気になるあの子はヤンキー(♂)だが、女装するとめっちゃタイプでグイグイくる!!!

可愛ければ、なんでもいい。男の娘でも☆
味噌村 幸太郎
味噌村 幸太郎

博多あるある

公開日時: 2021年7月22日(木) 11:58
文字数:2,573

 俺とひなたは支払いを割り勘で済ますと、博多駅へと足を向けた。


 外は既に真っ暗。

 スマホを強制的に電源を切られたため、時間は知らんが20時は超えているだろうな。


 博多駅は駅の上に高層ビルが複数連なっている。

 左からバスターミナル、博多シティ、KIDE、JPビルの順だ。

 この三つだけでもかなりの敷地を使っているのだが、まだまだ合体し足りないようだ。

 博多駅を増築しまくる計画があるのだとか……。


「随分、変わったな……この街も」

 ふと寂しさを感じる。


「なんですか、センパイ。おっさん臭い」

 おらぁ、まだそんな年じゃねぇ!

「いや、博多駅がここまで変わっていくのに……自分は変化がないと思ってな」

「……やだなぁ、センパイは十分変わってますって!」

 といつつ、人の背中をバシバシと叩くひなた。


「いってぇ……なあさっき聞きかけたがひなたの家はどこだ?」

「い、今なんて言いました?」

 顔を赤らめるひなた。

「え、家」

「違いますよ! その……な、なま……」

「だから家」

「知らない!」

 こいつは本当に忙しい女だな。


「家は|梶木《かじき》です」

 梶木とは俺の住む真島から二駅離れた地区だ。(博多寄り)


「なるほど。俺と近いな」

「え? センパイはどこなんですか?」

「俺は真島だ」

「うわ! 自転車で行けるレベルじゃないですかぁ~」

 中学生かよ。

「まあそうだな」

 俺は自転車ではいかんが。


 改札口を通り、列車に乗る。

 列車は空席が目立つ。

 二人してお見合いの形で対面式に座る。

 

「真島って有名な店がありますよねぇ」

「そんなんあるか?」

「えっと……BLってわかります?」

 わかるよ、嫌気がさすぐらい。

「痛いBLショップがあるって三ツ橋高校では有名なんですよね。店主はガチホモで、その子供もホモガキ。それから、これは裏情報ですけど……店のトイレではハッテン場にもなっているとか?」

 噂に尾ひれ! 尾ひれつけ過ぎィ!


「へ、へぇ……その店の名前はなにかな?」

「確か……貴腐人」

「それ、俺のかーさんの店」

「……ウソ」

「ホント」

「「……」」


 それからひなたのやつは、なにかを察したのか無言を貫いた。


『梶木~ 梶木~』


「じゃ、下りるか?」

「え、いいですよ。

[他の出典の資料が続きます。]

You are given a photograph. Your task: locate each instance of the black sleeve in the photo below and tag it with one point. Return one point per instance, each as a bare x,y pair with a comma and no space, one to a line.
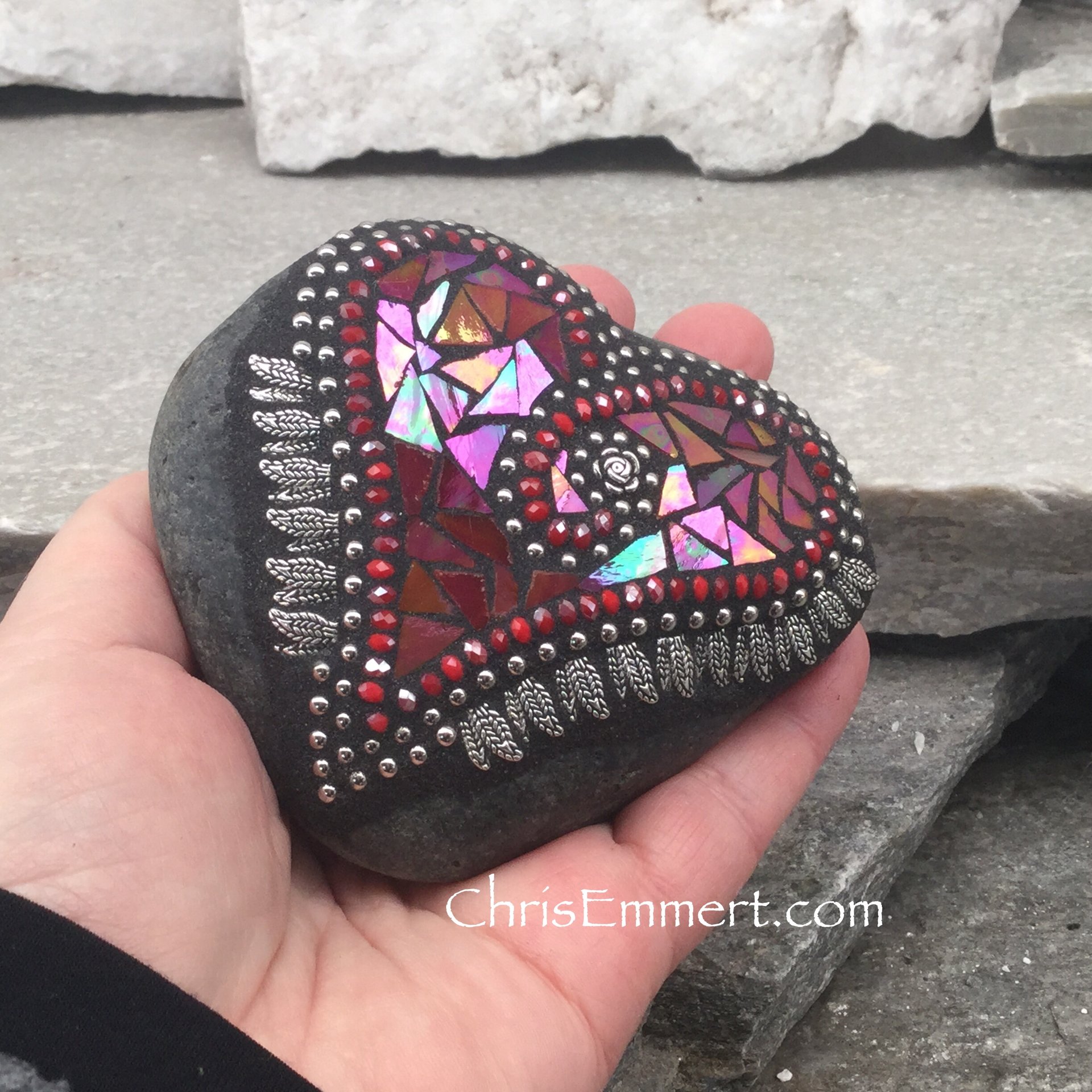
79,1010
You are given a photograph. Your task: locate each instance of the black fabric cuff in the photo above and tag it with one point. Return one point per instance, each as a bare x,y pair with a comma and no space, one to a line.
81,1010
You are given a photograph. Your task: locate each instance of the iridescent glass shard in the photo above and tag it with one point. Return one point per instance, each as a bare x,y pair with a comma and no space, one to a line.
504,395
429,312
710,524
690,554
710,416
462,325
741,436
506,594
475,451
696,451
533,378
415,472
420,640
547,586
402,282
546,341
479,371
715,483
794,512
797,478
677,493
478,532
738,497
650,427
391,359
410,419
769,529
442,262
457,491
449,401
746,549
468,592
642,559
396,316
426,544
493,304
522,315
420,595
497,276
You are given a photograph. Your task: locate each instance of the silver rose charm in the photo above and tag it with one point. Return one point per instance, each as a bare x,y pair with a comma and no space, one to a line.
618,469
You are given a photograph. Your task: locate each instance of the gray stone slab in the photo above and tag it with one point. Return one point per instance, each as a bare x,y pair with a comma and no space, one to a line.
929,709
981,978
744,88
1042,97
948,357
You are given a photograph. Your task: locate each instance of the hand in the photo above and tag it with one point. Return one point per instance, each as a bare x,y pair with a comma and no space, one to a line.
133,802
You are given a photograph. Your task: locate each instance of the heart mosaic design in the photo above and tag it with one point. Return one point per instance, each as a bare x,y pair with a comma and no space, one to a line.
477,564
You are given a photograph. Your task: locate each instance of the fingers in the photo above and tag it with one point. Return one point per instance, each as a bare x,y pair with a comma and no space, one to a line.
699,834
100,582
607,289
724,332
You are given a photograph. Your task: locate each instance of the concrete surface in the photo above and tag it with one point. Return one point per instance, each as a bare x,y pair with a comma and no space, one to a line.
928,300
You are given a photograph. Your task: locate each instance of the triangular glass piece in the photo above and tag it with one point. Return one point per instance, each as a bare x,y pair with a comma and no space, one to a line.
752,458
475,451
677,493
768,483
696,451
420,640
762,435
710,416
794,512
426,544
468,592
479,371
770,531
504,395
566,499
429,312
797,478
715,483
391,359
478,532
547,586
546,341
692,555
493,304
745,548
741,436
650,427
449,401
642,559
710,524
396,316
457,491
533,378
402,282
426,356
522,315
442,262
415,472
410,419
420,595
738,497
497,276
506,595
462,325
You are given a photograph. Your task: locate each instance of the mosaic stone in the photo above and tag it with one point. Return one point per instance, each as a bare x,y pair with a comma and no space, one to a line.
477,565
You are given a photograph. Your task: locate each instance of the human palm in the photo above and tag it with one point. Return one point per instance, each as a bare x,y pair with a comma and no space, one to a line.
134,802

わざわざ下りなくても……」

「いや、夜道を女子一人で歩かせるのは、俺のルールに反する」

 紳士的判断!


「そんな……いつも塾帰りとか…これぐらいの時間になるのに……ブツブツ」

 なにをボソッと喋りよるか。ハッキリ言わんか。


 俺とひなたは列車から下りると、梶木駅の改札口を出る。


「家は近いのか?」

「歩いて10分ぐらいです」

 頬を紅く染めて、一歩後ろにさがる。

 なんでこんな時は遠慮がちかね?


 梶木駅も博多駅まではデカくないが、ビルと駅舎が一体化しており、複数の店がある。


 駅ビルを出て、『セピア通り』をしばらくまっすぐ歩く。

 少しすると左手に回り、『梶木キラキラ商店街』に入った。


 地元の真島商店街とは違い、道幅も広く、店もオサレ~なのが多い。

 しかも、真島より商店街の規模がデカい。

 商店街の入り口から長~い道のりだ。

 なので、出口がすぐには見えない。


「くっ! 真島の負けだ!」

「なにがです? 真島もいいところじゃないですか」

「嫌味に聞こえるが」

「だって同じ福岡市じゃないですか」

 嘲笑すんな。

 かっぺムカつく!

 やはり梶木民は福岡市民としての民度が高い。


 俺らが住んでいるギリギリ福岡市内の真島とは大違いだ。

 店もオサレ度も段違いだ。


 福岡市民……いや福岡県民は地区ごとにおいて、競争意識や地区によって差別しがちだ。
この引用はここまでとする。